BUS CONDUCTOR

A little old lady is on a bus, buying a ticket from the bus conductor, fumbling in a voluminous bag for the correct change. After 15 minutes the conductor becomes so enraged that he hits her on the head with the ticket-dispenser, and the poor old dear dies instantly.

Not surprisingly, he is convicted and put on death row. Just before he is to be electrocuted, his last request is for 12 pounds of bananas, which he devours. They strap him into the chair, flip the switch and he just sits there, smiling. According to tradition, this is considered a reprieve from God and he is freed.

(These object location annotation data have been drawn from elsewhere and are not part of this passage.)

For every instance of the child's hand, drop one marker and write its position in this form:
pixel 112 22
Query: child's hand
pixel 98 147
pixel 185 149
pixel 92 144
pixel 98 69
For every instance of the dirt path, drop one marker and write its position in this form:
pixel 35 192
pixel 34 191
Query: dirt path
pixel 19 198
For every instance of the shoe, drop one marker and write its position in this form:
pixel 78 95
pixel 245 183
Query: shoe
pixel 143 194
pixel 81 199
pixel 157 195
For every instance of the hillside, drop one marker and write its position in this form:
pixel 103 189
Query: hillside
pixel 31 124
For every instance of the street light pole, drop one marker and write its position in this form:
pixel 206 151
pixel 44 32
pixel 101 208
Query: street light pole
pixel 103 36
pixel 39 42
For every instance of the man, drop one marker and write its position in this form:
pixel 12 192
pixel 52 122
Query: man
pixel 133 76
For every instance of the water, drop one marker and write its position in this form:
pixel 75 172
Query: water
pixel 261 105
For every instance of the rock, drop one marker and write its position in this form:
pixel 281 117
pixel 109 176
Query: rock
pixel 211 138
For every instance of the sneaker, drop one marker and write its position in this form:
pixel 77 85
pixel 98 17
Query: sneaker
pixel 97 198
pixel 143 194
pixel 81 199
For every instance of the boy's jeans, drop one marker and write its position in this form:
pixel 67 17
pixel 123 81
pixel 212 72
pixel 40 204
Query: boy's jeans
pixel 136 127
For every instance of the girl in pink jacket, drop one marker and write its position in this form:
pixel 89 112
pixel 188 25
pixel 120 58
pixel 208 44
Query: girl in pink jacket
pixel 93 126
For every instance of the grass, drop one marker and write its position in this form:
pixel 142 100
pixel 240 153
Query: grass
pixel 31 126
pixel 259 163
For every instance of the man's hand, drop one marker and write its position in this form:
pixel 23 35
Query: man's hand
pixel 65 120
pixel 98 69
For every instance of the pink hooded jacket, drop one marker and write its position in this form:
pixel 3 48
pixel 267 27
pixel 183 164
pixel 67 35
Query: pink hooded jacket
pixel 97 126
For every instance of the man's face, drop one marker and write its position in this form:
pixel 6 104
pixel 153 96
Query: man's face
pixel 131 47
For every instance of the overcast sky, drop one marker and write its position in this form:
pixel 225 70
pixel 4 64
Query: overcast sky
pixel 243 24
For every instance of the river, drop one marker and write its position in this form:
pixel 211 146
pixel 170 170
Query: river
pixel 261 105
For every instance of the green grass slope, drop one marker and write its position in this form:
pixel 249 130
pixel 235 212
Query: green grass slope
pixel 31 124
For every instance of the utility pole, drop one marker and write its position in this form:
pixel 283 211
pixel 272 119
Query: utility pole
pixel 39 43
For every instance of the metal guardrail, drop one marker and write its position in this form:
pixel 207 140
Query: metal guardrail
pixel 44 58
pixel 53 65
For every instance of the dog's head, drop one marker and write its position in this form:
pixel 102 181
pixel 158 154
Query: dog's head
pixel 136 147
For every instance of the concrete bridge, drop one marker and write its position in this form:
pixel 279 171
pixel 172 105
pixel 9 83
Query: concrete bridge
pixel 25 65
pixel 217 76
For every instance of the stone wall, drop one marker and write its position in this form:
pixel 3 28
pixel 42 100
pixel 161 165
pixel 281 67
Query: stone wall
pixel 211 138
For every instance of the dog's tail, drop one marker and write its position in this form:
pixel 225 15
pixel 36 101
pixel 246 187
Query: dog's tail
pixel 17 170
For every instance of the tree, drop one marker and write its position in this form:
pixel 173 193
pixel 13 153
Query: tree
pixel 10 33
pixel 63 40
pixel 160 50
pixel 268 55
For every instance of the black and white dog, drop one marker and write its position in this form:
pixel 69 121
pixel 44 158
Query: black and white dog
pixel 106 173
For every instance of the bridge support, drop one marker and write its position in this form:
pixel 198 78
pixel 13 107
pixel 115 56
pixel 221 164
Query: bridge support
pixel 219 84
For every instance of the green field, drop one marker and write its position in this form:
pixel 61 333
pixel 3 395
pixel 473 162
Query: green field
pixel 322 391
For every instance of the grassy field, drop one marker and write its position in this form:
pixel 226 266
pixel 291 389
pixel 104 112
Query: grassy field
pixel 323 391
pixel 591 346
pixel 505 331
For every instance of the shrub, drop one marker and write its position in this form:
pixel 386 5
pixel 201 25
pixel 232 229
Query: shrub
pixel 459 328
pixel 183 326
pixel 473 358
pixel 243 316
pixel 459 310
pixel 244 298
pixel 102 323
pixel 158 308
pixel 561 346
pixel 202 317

Somehow he gets his old job back, and he is happily dispensing tickets when he sees a girl stick her gum on the back of a seat on the bus. Enraged, he lunges out with the ticket dispenser, breaking the offender's neck and killing her.

Again, he is convicted and sent to death row. He again eats 12 pounds of bananas as his last meal and, lo and behold, the electricity does not harm him. This time the executioner cleans the contacts, makes him sit in a bucket of water, he tries everything - but the conductor won't die. So again, he is set free.

Amazingly, he again regains his job. It takes him one day to lose his temper again and beat to death a young boy who starts to chew his bus ticket. He returns to death row, eats 12 lbs of bananas as his last meal, and survives the electrocution. At this point the executioner can take no more, his professional pride has been hurt. Before setting our friend free again, he asks him his secret. "What is it with the bananas?" he asks.

"Oh, the bananas have nothing to do with it," replies our friend, "I'm just a bad conductor."